I’m not much of a new year’s resolution person, you know, so I really don’t know what to say here. It’s not like I can’t think of anything to say- there are in fact a thousand promises I could make to myself, like I’ll try to be a little more organized, I’ll try to follow a routine, I’ll try to do this 2nd Tuesday blog every month (because I did such a splendid job last year) and of course, the usual suspect, I’ll try and exercise regularly and get fitter. But I’d rather not because my new year’s resolutions tend to fizzle out as the year gets older.That is not to say that I’m not going to try all those things I mentioned above, I shall of course try to update my blog and write and study and do all those things or rather I am already trying to do all those things but I would rather not call them resolutions- they are changes I have been attempting to make for several months now and I would rather not use January 1 as a marker of any kind. It kind of feels like I jinx, you know.

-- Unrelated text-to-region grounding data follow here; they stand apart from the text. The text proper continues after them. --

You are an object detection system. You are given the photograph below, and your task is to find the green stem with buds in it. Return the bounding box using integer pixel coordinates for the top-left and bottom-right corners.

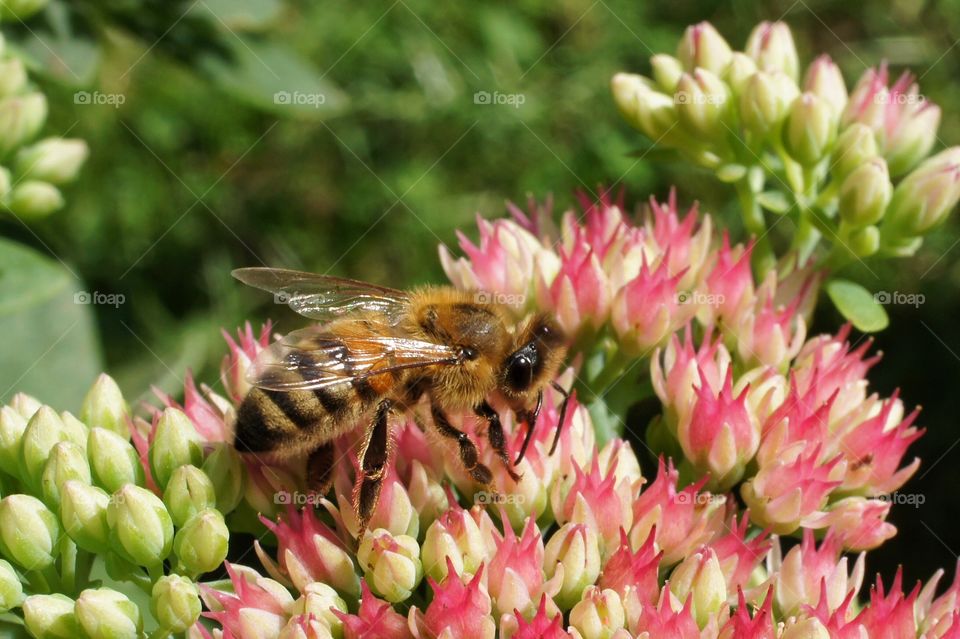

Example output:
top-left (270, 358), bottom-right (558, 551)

top-left (734, 177), bottom-right (776, 275)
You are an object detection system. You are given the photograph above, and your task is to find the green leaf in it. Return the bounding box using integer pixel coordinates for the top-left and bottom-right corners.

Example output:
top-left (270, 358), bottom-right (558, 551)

top-left (199, 36), bottom-right (347, 118)
top-left (756, 190), bottom-right (792, 214)
top-left (191, 0), bottom-right (283, 31)
top-left (0, 237), bottom-right (102, 407)
top-left (4, 1), bottom-right (101, 86)
top-left (825, 278), bottom-right (889, 333)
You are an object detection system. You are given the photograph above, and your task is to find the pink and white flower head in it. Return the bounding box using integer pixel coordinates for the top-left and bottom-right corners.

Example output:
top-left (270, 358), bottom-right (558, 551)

top-left (221, 322), bottom-right (273, 403)
top-left (201, 563), bottom-right (296, 639)
top-left (256, 506), bottom-right (360, 597)
top-left (629, 458), bottom-right (729, 565)
top-left (610, 253), bottom-right (692, 355)
top-left (332, 581), bottom-right (412, 639)
top-left (843, 63), bottom-right (941, 175)
top-left (629, 593), bottom-right (704, 639)
top-left (708, 513), bottom-right (772, 597)
top-left (731, 271), bottom-right (808, 371)
top-left (421, 504), bottom-right (490, 582)
top-left (770, 529), bottom-right (865, 617)
top-left (551, 456), bottom-right (633, 554)
top-left (855, 569), bottom-right (922, 639)
top-left (651, 327), bottom-right (732, 433)
top-left (485, 514), bottom-right (554, 618)
top-left (599, 529), bottom-right (662, 608)
top-left (803, 586), bottom-right (866, 639)
top-left (719, 588), bottom-right (776, 639)
top-left (499, 595), bottom-right (571, 639)
top-left (741, 444), bottom-right (846, 534)
top-left (439, 215), bottom-right (559, 310)
top-left (677, 367), bottom-right (760, 491)
top-left (701, 234), bottom-right (756, 327)
top-left (537, 228), bottom-right (613, 336)
top-left (642, 190), bottom-right (714, 290)
top-left (808, 496), bottom-right (897, 551)
top-left (920, 562), bottom-right (960, 638)
top-left (833, 391), bottom-right (922, 496)
top-left (756, 376), bottom-right (834, 469)
top-left (409, 560), bottom-right (495, 639)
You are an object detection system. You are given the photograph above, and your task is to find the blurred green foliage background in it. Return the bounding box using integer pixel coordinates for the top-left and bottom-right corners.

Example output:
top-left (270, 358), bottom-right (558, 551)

top-left (2, 0), bottom-right (960, 586)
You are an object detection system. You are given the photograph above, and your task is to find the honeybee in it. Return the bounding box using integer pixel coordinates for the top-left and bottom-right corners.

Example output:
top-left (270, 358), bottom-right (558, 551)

top-left (231, 268), bottom-right (571, 527)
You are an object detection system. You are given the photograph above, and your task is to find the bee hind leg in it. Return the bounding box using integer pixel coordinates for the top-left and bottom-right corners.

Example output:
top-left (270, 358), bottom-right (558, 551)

top-left (354, 399), bottom-right (392, 531)
top-left (306, 442), bottom-right (336, 499)
top-left (432, 405), bottom-right (493, 485)
top-left (475, 401), bottom-right (520, 482)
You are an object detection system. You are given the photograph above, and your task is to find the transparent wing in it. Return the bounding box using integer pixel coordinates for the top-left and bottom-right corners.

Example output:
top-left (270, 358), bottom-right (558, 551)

top-left (249, 325), bottom-right (461, 392)
top-left (232, 267), bottom-right (409, 323)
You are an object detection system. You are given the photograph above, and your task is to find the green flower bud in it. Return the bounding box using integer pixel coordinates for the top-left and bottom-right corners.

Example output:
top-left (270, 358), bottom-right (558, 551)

top-left (543, 522), bottom-right (602, 610)
top-left (201, 443), bottom-right (245, 515)
top-left (784, 93), bottom-right (838, 165)
top-left (839, 157), bottom-right (893, 226)
top-left (569, 587), bottom-right (625, 639)
top-left (87, 427), bottom-right (144, 492)
top-left (59, 411), bottom-right (89, 450)
top-left (163, 464), bottom-right (216, 527)
top-left (803, 54), bottom-right (847, 117)
top-left (7, 180), bottom-right (63, 219)
top-left (10, 392), bottom-right (41, 419)
top-left (723, 52), bottom-right (757, 97)
top-left (850, 225), bottom-right (880, 257)
top-left (150, 408), bottom-right (203, 489)
top-left (0, 494), bottom-right (60, 570)
top-left (669, 549), bottom-right (727, 628)
top-left (107, 484), bottom-right (173, 567)
top-left (356, 529), bottom-right (422, 603)
top-left (15, 137), bottom-right (88, 185)
top-left (740, 71), bottom-right (798, 136)
top-left (650, 54), bottom-right (683, 93)
top-left (151, 574), bottom-right (201, 633)
top-left (885, 100), bottom-right (941, 177)
top-left (293, 582), bottom-right (347, 634)
top-left (173, 508), bottom-right (229, 577)
top-left (746, 21), bottom-right (799, 81)
top-left (0, 406), bottom-right (26, 475)
top-left (675, 69), bottom-right (729, 136)
top-left (0, 559), bottom-right (23, 612)
top-left (80, 373), bottom-right (129, 438)
top-left (22, 594), bottom-right (82, 639)
top-left (832, 123), bottom-right (879, 180)
top-left (20, 406), bottom-right (75, 490)
top-left (0, 57), bottom-right (26, 98)
top-left (0, 0), bottom-right (50, 21)
top-left (75, 587), bottom-right (142, 639)
top-left (676, 22), bottom-right (732, 75)
top-left (60, 480), bottom-right (111, 553)
top-left (41, 441), bottom-right (91, 508)
top-left (883, 147), bottom-right (960, 237)
top-left (0, 92), bottom-right (46, 156)
top-left (611, 73), bottom-right (678, 141)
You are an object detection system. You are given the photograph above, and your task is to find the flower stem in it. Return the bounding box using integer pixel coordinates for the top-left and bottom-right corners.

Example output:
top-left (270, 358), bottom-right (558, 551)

top-left (734, 177), bottom-right (775, 275)
top-left (59, 537), bottom-right (78, 595)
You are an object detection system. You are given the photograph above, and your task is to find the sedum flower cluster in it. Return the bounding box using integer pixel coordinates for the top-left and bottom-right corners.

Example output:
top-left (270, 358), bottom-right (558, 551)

top-left (611, 21), bottom-right (960, 281)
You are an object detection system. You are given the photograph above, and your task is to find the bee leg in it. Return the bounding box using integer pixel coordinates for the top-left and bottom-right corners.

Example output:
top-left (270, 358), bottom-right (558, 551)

top-left (549, 381), bottom-right (572, 455)
top-left (514, 389), bottom-right (543, 465)
top-left (431, 405), bottom-right (493, 485)
top-left (306, 442), bottom-right (336, 499)
top-left (355, 399), bottom-right (392, 531)
top-left (475, 401), bottom-right (521, 482)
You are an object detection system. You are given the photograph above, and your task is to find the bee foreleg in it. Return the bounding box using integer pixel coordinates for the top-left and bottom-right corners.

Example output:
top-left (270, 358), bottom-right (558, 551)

top-left (354, 399), bottom-right (392, 531)
top-left (475, 401), bottom-right (520, 482)
top-left (431, 405), bottom-right (493, 485)
top-left (514, 389), bottom-right (543, 465)
top-left (306, 442), bottom-right (336, 499)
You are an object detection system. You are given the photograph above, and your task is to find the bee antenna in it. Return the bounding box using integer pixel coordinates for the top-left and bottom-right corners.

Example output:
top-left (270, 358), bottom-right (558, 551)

top-left (548, 381), bottom-right (571, 456)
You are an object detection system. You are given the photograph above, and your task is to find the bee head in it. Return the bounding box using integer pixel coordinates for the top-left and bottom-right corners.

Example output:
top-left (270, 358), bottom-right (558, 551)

top-left (501, 313), bottom-right (566, 398)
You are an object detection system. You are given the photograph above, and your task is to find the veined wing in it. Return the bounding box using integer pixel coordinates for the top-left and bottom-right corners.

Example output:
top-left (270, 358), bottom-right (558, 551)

top-left (232, 267), bottom-right (409, 323)
top-left (249, 325), bottom-right (462, 392)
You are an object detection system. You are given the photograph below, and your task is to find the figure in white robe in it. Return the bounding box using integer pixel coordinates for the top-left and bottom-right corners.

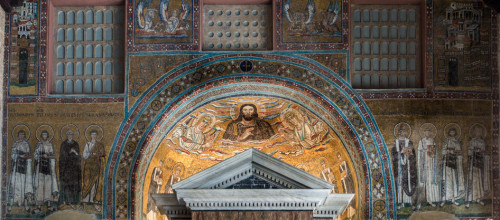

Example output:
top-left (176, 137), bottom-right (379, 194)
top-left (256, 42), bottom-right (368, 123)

top-left (147, 161), bottom-right (163, 220)
top-left (440, 128), bottom-right (464, 207)
top-left (33, 131), bottom-right (58, 212)
top-left (465, 127), bottom-right (487, 207)
top-left (171, 116), bottom-right (213, 154)
top-left (319, 159), bottom-right (338, 193)
top-left (417, 129), bottom-right (440, 207)
top-left (8, 130), bottom-right (33, 211)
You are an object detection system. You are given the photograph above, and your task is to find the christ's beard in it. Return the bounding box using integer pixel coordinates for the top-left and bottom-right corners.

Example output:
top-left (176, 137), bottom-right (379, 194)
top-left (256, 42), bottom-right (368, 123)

top-left (243, 115), bottom-right (255, 121)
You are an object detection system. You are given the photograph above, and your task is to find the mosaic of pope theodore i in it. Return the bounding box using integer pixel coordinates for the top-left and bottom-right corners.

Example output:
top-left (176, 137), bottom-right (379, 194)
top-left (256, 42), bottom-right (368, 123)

top-left (1, 0), bottom-right (499, 219)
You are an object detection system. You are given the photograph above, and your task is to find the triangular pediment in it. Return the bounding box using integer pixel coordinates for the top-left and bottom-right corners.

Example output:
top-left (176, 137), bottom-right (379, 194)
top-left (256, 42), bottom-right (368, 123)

top-left (153, 149), bottom-right (354, 219)
top-left (172, 148), bottom-right (334, 190)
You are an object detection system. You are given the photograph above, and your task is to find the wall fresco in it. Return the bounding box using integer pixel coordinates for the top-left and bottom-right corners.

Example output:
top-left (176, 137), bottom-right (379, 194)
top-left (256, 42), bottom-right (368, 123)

top-left (8, 0), bottom-right (38, 95)
top-left (143, 96), bottom-right (358, 220)
top-left (5, 103), bottom-right (123, 219)
top-left (433, 1), bottom-right (493, 91)
top-left (366, 99), bottom-right (493, 218)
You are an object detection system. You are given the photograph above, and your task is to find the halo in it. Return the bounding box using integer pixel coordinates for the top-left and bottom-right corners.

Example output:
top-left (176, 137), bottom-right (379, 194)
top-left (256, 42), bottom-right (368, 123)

top-left (418, 122), bottom-right (437, 139)
top-left (192, 113), bottom-right (216, 134)
top-left (318, 156), bottom-right (329, 166)
top-left (60, 123), bottom-right (80, 141)
top-left (12, 124), bottom-right (30, 141)
top-left (296, 164), bottom-right (309, 172)
top-left (85, 124), bottom-right (104, 142)
top-left (280, 108), bottom-right (302, 129)
top-left (35, 124), bottom-right (55, 142)
top-left (443, 122), bottom-right (461, 139)
top-left (230, 104), bottom-right (238, 120)
top-left (172, 162), bottom-right (185, 176)
top-left (393, 122), bottom-right (412, 139)
top-left (468, 122), bottom-right (487, 139)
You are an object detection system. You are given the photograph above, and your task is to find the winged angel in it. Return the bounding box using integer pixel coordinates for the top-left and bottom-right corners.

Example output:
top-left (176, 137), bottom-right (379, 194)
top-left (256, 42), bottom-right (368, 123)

top-left (284, 0), bottom-right (340, 35)
top-left (137, 0), bottom-right (190, 35)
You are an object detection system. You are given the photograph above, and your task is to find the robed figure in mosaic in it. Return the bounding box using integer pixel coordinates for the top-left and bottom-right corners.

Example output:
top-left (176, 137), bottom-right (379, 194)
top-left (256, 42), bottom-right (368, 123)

top-left (283, 111), bottom-right (319, 155)
top-left (465, 127), bottom-right (488, 208)
top-left (8, 130), bottom-right (33, 211)
top-left (222, 104), bottom-right (275, 141)
top-left (33, 130), bottom-right (58, 212)
top-left (440, 128), bottom-right (464, 207)
top-left (337, 153), bottom-right (354, 194)
top-left (164, 165), bottom-right (182, 194)
top-left (59, 130), bottom-right (82, 209)
top-left (319, 158), bottom-right (338, 193)
top-left (147, 160), bottom-right (163, 220)
top-left (172, 115), bottom-right (214, 153)
top-left (82, 130), bottom-right (105, 211)
top-left (391, 127), bottom-right (417, 209)
top-left (417, 128), bottom-right (440, 207)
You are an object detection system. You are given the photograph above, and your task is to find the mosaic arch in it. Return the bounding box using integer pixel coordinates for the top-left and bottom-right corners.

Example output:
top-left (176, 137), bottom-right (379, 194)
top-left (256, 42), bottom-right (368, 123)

top-left (105, 54), bottom-right (395, 219)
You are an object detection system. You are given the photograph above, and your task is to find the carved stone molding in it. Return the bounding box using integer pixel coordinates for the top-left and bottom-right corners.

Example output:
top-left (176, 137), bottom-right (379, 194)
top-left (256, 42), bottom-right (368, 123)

top-left (153, 149), bottom-right (354, 219)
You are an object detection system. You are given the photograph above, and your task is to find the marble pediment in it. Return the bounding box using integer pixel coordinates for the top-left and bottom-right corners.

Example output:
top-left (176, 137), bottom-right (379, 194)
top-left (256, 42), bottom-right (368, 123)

top-left (152, 148), bottom-right (354, 219)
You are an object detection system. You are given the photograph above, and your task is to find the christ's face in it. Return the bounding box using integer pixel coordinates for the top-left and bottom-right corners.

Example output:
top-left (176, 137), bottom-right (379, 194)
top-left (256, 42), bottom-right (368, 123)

top-left (242, 106), bottom-right (255, 121)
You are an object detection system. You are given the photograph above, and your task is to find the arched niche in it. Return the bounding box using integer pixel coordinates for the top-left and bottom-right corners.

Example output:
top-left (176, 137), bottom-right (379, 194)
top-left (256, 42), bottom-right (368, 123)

top-left (105, 56), bottom-right (395, 220)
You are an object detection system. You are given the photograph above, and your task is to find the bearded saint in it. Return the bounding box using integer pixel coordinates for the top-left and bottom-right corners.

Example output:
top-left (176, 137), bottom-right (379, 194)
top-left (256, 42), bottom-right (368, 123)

top-left (222, 104), bottom-right (275, 141)
top-left (440, 128), bottom-right (465, 207)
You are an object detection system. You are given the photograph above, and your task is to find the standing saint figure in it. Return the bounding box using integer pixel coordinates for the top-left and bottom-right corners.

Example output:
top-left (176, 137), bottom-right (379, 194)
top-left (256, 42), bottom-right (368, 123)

top-left (164, 165), bottom-right (182, 194)
top-left (337, 153), bottom-right (355, 219)
top-left (8, 130), bottom-right (33, 212)
top-left (82, 130), bottom-right (105, 211)
top-left (417, 128), bottom-right (440, 207)
top-left (222, 104), bottom-right (275, 141)
top-left (59, 130), bottom-right (82, 209)
top-left (163, 165), bottom-right (183, 220)
top-left (440, 128), bottom-right (465, 207)
top-left (147, 160), bottom-right (164, 220)
top-left (337, 153), bottom-right (354, 193)
top-left (391, 126), bottom-right (417, 210)
top-left (33, 130), bottom-right (58, 212)
top-left (465, 127), bottom-right (487, 208)
top-left (319, 158), bottom-right (338, 193)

Instead what I do say is I’ll try to take this year as it comes, embrace the good, learn from the bad, and not lose faith at rejections and losses. I had a good year in 2011. Perhaps all my wishes didn’t come true, but I also got dreams I hadn’t dreamt realized. Therefore in 2012 I just want do the best I can with myself and take everything that comes. And just randomly, I’ll end with a quotation that I like:
“Your task is not to seek for love, but merely to seek and find all the barriers within yourself that you have built against it.” ― Rumi
And this blog, by the way, is part of the 2nd Tuesday Blog-hop.